De l’autre, ceux pour qui la lutte de classe s’achève non dans la victoire du prolétariat, mais dans l’abolition de toutes les classes y compris le prolétariat. Il ne s’agit pas d’un suicide social, mais de l’abolition du capital, de la valeur, de l’échange, de la division du travail, de toute forme de propriété, de l’Etat (ce que l’on peut également formuler comme abolition du travail et de l’économie – si l’on a établi toutes les médiations théoriques produisant ces formulations). Le prolétariat abolit tout ce qu’il est, toutes ses conditions d’existence. Cela, immédiatement, dans le processus révolutionnaire à venir, comme condition expresse de sa victoire.
Cette opposition est le contenu et l’enjeu actuel de la lutte de classe. Si agir en tant que classe est devenu la limite même de la lute de classe, cela est un processus éminemment conflictuel.
Les émeutes.
Leur contenu fut l’attaque ici et maintenant de tout ce qui définissait, signifiait, produisait les émeutiers dans leur situation : un crime vis-à-vis de la classe ouvrière appelée à un « avenir radieux ». Il ne s’agit même plus, pour les émeutiers d’être des prolétaires ordinaires. Etre un travailleur n’exprime plus rien au-delà du capital, mais seulement la hantise d’être précipité dans le monde des exclus au fur et à mesure que le travail lui-même n’assure plus la frontière entre les deux.
On ne peut plus envisager la lutte de classe comme la classe ouvrière se préservant de la précarité qui la minerait en tant que porteuse du grand programme émancipateur. Il ne peut plus s’agir de préserver ou de revenir à un état antérieur, de faire « reculer le patronat » ou l’Etat. Il s’agit de dépasser la situation présente à partir d’elle-même et non de revenir à une situation antérieure.
Le contenu général des émeutes s’oppose à leur forme particulière, une forme sociale définissable dans les catégories de la reproduction et facilement repérable. Il en est résulté ce renversement de point de vue : ce serait dans la particularité qu’existe le contenu général. L’erreur de trouver le général dans chaque particulier réside dans l’oubli que le particulier n’est pas un point de départ, mais est lui-même produit (une particularisation trouvant dans la totalité sa raison d’être)
Lutte anti-CPE
En tant que mouvement revendicatif, le mouvement des étudiants ne peut se comprendre lui-même qu’en devenant le mouvement général des précaires, mais alors : soit, il se saborde lui-même dans sa spécificité ; soit, il ne peut qu’être amené à se heurter plus ou moins violemment à tous ceux qui, dans les émeutes de novembre, ont montré qu’ils refusaient de servir de masse de manœuvre.

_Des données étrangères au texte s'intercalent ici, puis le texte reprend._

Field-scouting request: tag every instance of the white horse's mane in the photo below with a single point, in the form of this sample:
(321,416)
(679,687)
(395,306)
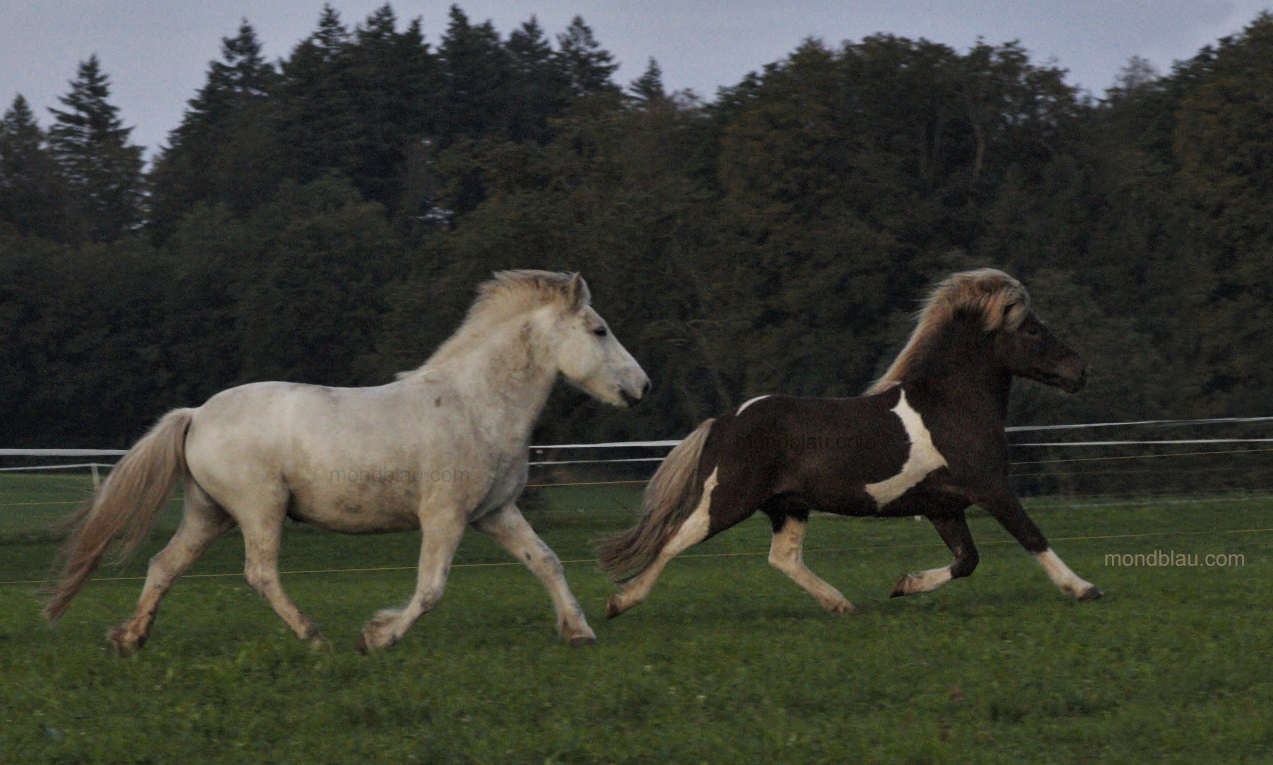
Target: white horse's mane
(507,294)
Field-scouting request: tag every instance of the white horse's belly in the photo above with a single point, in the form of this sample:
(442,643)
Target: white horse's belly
(363,503)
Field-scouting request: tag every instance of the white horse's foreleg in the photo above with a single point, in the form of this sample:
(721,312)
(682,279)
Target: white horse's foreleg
(201,523)
(441,536)
(262,537)
(509,528)
(786,554)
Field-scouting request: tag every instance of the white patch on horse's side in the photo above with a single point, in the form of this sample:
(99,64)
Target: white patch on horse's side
(1061,574)
(694,528)
(750,402)
(693,531)
(923,458)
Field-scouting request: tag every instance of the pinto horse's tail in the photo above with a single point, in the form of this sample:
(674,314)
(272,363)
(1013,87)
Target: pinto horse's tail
(670,498)
(124,508)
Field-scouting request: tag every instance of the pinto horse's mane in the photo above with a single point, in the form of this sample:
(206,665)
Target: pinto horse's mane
(507,294)
(997,298)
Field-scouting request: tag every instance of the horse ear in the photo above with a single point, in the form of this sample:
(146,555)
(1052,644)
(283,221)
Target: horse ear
(577,293)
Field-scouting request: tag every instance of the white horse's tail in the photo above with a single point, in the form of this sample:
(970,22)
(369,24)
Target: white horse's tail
(124,507)
(670,498)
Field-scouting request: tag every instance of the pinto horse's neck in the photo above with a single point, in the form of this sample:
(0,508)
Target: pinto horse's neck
(960,371)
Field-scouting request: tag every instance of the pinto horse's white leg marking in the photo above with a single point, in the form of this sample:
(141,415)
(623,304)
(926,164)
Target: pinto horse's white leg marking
(693,531)
(749,404)
(509,528)
(786,554)
(1064,578)
(923,581)
(922,460)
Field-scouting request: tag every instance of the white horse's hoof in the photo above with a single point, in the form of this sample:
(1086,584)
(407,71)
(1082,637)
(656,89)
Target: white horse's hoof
(843,607)
(122,643)
(614,606)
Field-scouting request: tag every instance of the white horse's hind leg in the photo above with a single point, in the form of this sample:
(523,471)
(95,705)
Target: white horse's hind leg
(262,537)
(786,554)
(201,523)
(441,536)
(509,528)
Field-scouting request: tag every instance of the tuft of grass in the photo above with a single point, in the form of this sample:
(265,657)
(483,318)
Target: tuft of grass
(727,662)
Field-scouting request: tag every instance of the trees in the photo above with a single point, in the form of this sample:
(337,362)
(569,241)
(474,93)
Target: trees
(32,195)
(326,219)
(225,149)
(101,168)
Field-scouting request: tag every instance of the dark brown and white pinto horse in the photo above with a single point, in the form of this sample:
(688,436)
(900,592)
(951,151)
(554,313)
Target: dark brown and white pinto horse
(926,439)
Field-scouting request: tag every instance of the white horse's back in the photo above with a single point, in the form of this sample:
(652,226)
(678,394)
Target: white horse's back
(439,449)
(350,460)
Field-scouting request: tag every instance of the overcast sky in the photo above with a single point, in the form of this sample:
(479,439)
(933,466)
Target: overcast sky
(157,51)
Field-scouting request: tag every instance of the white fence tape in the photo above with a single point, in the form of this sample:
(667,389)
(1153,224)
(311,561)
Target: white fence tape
(620,444)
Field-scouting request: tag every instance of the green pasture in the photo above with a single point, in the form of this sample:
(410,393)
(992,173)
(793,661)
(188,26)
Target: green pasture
(727,662)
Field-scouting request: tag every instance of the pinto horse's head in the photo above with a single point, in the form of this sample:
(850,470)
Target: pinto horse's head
(1027,348)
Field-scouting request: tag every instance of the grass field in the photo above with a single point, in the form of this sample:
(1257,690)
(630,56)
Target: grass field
(727,662)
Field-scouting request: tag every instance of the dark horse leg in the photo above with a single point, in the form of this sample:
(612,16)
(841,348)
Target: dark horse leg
(1006,508)
(952,527)
(786,554)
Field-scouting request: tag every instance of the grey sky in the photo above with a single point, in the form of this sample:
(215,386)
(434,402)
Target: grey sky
(157,52)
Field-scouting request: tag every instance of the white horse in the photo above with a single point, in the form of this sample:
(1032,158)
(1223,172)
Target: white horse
(442,448)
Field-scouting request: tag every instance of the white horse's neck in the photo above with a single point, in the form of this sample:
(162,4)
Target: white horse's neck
(503,381)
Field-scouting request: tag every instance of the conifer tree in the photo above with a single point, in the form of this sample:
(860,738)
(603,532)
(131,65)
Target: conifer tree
(101,168)
(587,65)
(478,73)
(31,194)
(648,88)
(540,87)
(222,150)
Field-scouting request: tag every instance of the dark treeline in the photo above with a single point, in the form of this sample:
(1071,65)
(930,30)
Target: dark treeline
(325,218)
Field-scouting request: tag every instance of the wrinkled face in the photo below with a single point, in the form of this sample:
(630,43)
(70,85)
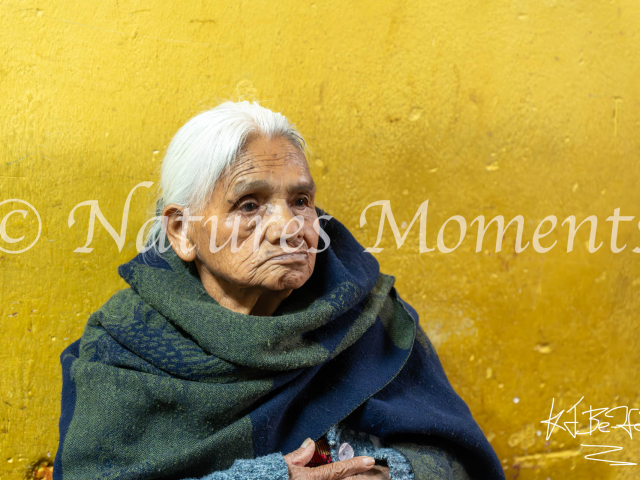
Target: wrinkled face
(267,203)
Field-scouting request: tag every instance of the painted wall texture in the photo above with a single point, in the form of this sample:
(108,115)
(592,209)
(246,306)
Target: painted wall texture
(489,107)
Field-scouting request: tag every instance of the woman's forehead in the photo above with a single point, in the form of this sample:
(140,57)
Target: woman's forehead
(268,173)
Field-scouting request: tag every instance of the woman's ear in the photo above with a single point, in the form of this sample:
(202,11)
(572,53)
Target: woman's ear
(178,232)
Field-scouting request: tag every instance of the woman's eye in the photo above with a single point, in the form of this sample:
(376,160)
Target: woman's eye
(249,207)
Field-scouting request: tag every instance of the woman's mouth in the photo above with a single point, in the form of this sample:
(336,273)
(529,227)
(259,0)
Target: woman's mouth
(293,257)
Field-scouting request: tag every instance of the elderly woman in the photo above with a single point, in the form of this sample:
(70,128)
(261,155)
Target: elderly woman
(257,340)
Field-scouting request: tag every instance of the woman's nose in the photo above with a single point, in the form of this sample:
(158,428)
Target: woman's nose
(282,222)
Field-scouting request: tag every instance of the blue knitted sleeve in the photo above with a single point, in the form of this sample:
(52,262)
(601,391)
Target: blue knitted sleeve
(270,466)
(363,444)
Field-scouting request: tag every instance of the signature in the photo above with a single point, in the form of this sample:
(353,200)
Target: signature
(600,420)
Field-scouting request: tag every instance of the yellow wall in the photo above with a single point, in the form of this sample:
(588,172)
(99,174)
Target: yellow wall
(483,107)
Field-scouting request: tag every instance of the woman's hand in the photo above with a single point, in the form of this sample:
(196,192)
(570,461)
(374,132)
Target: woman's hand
(297,460)
(378,472)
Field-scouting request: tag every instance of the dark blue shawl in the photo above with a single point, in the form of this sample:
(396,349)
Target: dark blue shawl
(166,383)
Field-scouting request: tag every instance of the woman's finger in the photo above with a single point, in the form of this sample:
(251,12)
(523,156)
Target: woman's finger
(343,469)
(302,455)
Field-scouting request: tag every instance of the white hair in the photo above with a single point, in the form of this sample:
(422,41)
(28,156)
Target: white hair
(208,146)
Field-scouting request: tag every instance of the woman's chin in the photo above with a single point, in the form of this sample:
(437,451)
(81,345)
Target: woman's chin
(289,280)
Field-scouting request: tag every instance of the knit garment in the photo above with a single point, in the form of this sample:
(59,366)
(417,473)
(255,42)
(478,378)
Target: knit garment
(372,446)
(166,383)
(273,466)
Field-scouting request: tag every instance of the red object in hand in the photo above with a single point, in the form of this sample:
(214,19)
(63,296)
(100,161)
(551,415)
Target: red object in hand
(322,455)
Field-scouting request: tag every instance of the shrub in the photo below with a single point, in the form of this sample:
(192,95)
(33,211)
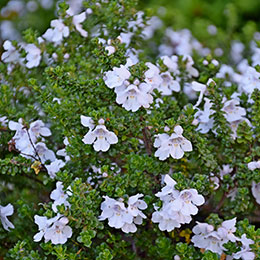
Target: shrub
(119,144)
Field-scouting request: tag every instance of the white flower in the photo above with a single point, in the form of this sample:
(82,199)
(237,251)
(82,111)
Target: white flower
(226,169)
(174,145)
(44,153)
(133,97)
(152,75)
(115,212)
(77,20)
(121,217)
(6,211)
(116,77)
(174,210)
(135,205)
(249,80)
(87,122)
(62,152)
(168,84)
(100,136)
(10,54)
(201,231)
(245,252)
(203,116)
(227,229)
(192,72)
(205,237)
(38,128)
(256,191)
(196,86)
(171,63)
(43,224)
(164,223)
(57,33)
(253,165)
(59,232)
(232,111)
(168,192)
(59,196)
(54,167)
(3,121)
(33,56)
(21,139)
(187,201)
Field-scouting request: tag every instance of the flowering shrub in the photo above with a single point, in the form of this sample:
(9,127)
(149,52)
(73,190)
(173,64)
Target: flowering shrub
(113,150)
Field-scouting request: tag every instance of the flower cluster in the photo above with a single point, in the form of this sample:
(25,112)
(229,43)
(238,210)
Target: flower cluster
(6,211)
(54,229)
(99,135)
(209,239)
(120,216)
(177,207)
(30,143)
(174,145)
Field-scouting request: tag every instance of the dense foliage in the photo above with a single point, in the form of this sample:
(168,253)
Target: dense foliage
(129,137)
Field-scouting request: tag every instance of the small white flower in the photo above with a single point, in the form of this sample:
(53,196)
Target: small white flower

Faire aboutir la revendication par son élargissement sabote la revendication. L’élargissement, inscrit dans le code génétique du mouvement, est une contradiction. La généralisation devient conflit et remise en cause de la revendication dans la dynamique même de la revendication.
3) Paysage actuel du « milieu théorique »
Soit, le subjectivisme devenu fou pour lequel chacun se considère, du fait même d’exister comme il existe, de vivre comme il vit, et de penser come il pense, comme la preuve de la révolution communiste toujours là. Puisque j’existe comme je suis, je suis la preuve vivante de la révolution. Zeus rend fou (hybris) ceux qu’il veut perdre.
Soit, l’empirisme le plus plat qui se shoote aux détails de la lutte de classe et aux micro-récits et se refuse à penser la révolution, cet empirisme ne se situe même pas au niveau de l’induction. On ne considère la lutte des classes que comme la simple rencontre d’intérêts opposés et la « radicalité » consiste à refuser les « grands récits ». Cet empirisme répète la mort du programmatisme (comme l’art moderne, disait l’IS, répète sa mort) sans viser son dépassement ou en croyant que répéter la mort des « grands récits », c’est les dépasser. Il suffirait, consciemment ou non, d’en être le négatif.
Il s’agirait de se contenter de décrire les luttes avec force détails et statistiques (surtout tirées de journaux anglo-américain, cela fait partie de la posture de dévoilement du réel) et de les vouloir les plus « radicales » possibles, c’est-à-dire un syndicalisme qui réussirait. Le reste, c’est-à-dire aborder la question de la révolution et du communisme, tombe sous le feu des injonctions empiristes, de l’amalgame de toute déduction à la spéculation. « Des exemples ! des exemples ! », crient-ils en sautant comme des cabris.
Il s’agit d’occulter la question de la nature de la révolution communiste, comme si les porteurs de ce post-modernisme étaient conscients de la rupture entre leur implication syndicaliste radicale (avec de nombreuses références opéraïstes) – dont le plus souvent ils se contentent et dont leur discours « révolutionnaire » n’est que l’accompagnement – et la révolution communiste, c’est-à-dire l’abolition de toutes les classes. En même temps, ils sont prêts à grapiller de façon éclectique, dans les discours passés de la révolution et du communisme pour agrémenter leur position normative vis-à-vis de la lutte de classe dans son actuelle immédiateté qui est leur horizon indépassable. Car, ils sont en fait des empiristes contrariés qui ne peuvent rien dire du réel tel quel sans dire ce qu’ils auraient pu ou du être pour être conforme à lui-même.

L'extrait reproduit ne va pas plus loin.